Rights of the Patients According to HIPAA

According to HIPAA, a patient can see and receive copies of their medical and other health records upon request. It provides the individuals with necessary information concerning the state of their health and to be aware of the decisions made by the doctors. Due to modern technologies, patients can access the records electronically. The information can also be received by an individual’s representative, although in any case the person’s identity should be confirmed.

Individuals have a right to see and receive a “designated recorded set”, which includes different groups of documents, 30 days after the request. First, these are billing records and medical records concerning the patients. Second, the set includes the information on enrollment, payment, claims, as well as medical management and case record systems maintained by or for a health plan. Third, it includes the records that are used to “make decisions about any individuals”. It does not matter whether the information was used to make a decision upon providing access to a particular person or not.

In general, the information that can be obtained by individuals upon request includes a wide range of data. For example, patients can receive their medical records, clinical test results, and medical images, such as X-rays. They also can request clinical case notes, wellness and disease management program files, insurance information, and all information that was used for making decisions concerning the patient. However, the medical entity does not have to provide additional information which did not exist before the request such as explanatory materials or analyses.

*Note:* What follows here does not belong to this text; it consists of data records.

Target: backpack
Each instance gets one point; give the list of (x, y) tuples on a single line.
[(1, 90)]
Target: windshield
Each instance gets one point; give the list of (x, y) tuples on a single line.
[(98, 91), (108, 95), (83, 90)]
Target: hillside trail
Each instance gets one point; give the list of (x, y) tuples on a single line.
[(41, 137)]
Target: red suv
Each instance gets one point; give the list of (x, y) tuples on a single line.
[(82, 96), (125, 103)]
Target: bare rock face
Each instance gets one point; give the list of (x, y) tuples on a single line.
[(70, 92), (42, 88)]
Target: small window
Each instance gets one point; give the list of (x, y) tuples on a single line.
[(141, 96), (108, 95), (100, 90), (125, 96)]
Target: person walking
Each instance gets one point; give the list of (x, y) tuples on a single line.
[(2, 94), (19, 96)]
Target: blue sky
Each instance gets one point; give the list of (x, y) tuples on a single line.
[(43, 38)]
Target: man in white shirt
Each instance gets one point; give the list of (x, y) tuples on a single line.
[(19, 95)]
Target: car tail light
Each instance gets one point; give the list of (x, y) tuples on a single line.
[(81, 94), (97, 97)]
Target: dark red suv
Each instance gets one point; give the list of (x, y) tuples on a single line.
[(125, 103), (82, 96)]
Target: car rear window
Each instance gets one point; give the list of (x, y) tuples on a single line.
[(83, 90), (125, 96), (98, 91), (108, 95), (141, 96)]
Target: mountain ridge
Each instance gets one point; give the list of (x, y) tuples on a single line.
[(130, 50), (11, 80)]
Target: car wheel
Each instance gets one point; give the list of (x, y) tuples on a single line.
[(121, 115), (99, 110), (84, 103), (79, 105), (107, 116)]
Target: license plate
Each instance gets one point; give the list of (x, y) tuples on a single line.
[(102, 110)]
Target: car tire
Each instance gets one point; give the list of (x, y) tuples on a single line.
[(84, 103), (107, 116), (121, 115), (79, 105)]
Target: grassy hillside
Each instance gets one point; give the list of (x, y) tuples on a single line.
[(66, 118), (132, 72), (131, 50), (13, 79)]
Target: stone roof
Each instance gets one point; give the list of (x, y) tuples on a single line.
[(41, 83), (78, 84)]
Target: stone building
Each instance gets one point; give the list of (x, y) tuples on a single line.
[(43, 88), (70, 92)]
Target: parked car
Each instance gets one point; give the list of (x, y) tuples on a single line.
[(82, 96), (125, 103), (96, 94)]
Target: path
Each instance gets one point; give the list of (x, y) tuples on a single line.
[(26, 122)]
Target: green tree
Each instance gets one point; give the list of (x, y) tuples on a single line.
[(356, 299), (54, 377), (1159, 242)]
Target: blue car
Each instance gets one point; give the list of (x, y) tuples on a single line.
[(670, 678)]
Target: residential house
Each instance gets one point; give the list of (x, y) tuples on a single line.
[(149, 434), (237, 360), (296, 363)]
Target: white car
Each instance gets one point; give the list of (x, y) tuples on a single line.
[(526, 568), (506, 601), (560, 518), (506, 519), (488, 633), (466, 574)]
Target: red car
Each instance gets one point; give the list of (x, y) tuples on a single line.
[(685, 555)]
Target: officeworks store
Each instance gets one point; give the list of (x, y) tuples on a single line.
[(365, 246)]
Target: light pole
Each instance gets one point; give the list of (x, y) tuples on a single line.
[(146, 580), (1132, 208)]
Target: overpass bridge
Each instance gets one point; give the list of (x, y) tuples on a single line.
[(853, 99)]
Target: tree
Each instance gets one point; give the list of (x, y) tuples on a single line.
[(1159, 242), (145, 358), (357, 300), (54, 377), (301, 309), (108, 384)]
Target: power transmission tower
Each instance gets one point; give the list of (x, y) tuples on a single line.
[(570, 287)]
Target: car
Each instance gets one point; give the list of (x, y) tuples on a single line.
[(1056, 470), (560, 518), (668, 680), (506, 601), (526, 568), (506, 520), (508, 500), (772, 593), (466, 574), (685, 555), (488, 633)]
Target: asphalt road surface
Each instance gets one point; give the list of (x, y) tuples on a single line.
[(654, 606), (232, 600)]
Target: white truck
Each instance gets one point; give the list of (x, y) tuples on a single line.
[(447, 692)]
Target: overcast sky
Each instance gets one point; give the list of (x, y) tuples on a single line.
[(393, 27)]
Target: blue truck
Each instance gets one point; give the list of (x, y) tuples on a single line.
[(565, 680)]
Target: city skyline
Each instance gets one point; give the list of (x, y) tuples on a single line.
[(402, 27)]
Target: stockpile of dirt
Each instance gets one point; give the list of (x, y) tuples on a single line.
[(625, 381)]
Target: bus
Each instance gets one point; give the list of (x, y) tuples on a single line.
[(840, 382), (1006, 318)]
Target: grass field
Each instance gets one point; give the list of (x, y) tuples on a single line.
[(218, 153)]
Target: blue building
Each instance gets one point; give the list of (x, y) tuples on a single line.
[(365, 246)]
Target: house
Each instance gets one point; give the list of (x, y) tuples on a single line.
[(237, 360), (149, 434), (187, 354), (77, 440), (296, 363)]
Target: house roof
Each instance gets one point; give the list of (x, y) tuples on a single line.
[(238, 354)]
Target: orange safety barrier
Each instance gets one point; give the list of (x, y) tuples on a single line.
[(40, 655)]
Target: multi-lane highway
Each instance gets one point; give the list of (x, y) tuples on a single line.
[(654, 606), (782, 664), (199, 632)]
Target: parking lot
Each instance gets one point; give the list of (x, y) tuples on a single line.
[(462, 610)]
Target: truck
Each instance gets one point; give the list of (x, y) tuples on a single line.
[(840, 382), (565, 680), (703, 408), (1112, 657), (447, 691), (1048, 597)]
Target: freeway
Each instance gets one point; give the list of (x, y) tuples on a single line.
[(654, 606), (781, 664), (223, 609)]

Individuals do not have access to the information that was not used for making a decision upon them. For example, such data can include patient safety activity records, certain quality assessments, or business development and planning records. In general, the information restricted to patients’ access can be divided into two major categories. The first category includes personal notes for the patients’ mental health, which are kept separately from other patients’ records. The second category includes the information that is involved in administrative, criminal, and civil proceedings.